Professor Mazza believes that what ultimately is needed is a holistic approach to contraception.
“General practitioners really need to take a patient-centered approach to contraception advice, ensuring that women are informed about all of their options, including LARC, and that women are free to choose, taking into account all relevant factors,” she said.
Dr. Polyakov believes that when choosing contraception, factors other than mental health issues should play a bigger role.

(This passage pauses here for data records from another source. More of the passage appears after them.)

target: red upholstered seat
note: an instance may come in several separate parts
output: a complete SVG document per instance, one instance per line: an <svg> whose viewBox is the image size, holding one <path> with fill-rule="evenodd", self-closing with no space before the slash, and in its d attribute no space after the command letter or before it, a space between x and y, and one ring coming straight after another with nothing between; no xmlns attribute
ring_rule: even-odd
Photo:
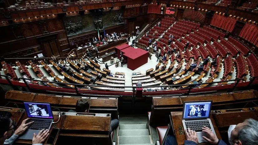
<svg viewBox="0 0 258 145"><path fill-rule="evenodd" d="M158 132L160 143L161 144L164 139L166 130L167 130L167 126L158 126L156 128L156 129L157 130L157 132Z"/></svg>

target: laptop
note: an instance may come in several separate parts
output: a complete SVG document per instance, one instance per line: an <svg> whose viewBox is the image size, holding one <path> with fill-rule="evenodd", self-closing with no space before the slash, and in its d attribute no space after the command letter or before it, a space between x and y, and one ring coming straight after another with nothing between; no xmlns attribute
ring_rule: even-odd
<svg viewBox="0 0 258 145"><path fill-rule="evenodd" d="M25 102L23 104L28 118L31 118L26 123L34 122L19 138L32 140L33 133L37 135L42 129L50 129L54 120L53 113L49 103Z"/></svg>
<svg viewBox="0 0 258 145"><path fill-rule="evenodd" d="M196 132L199 143L207 142L202 136L207 137L202 132L204 126L211 129L216 135L213 126L209 118L212 101L186 101L184 102L182 120L185 130L190 128Z"/></svg>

“The risk of unwanted pregnancy should be the main concern,” he said. “And you are choosing a method of contraception that is based on contraceptive needs and other comorbidities, rather than a diagnosis of depression or other psychiatric illnesses.
“The main message should be that the option of birth control should not be influenced by fear that it will cause or worsen psychiatric illness.
“The contraception option should be based on its effectiveness and other medical indications and contraindications, rather than the fear that it will worsen depression or cause depression.”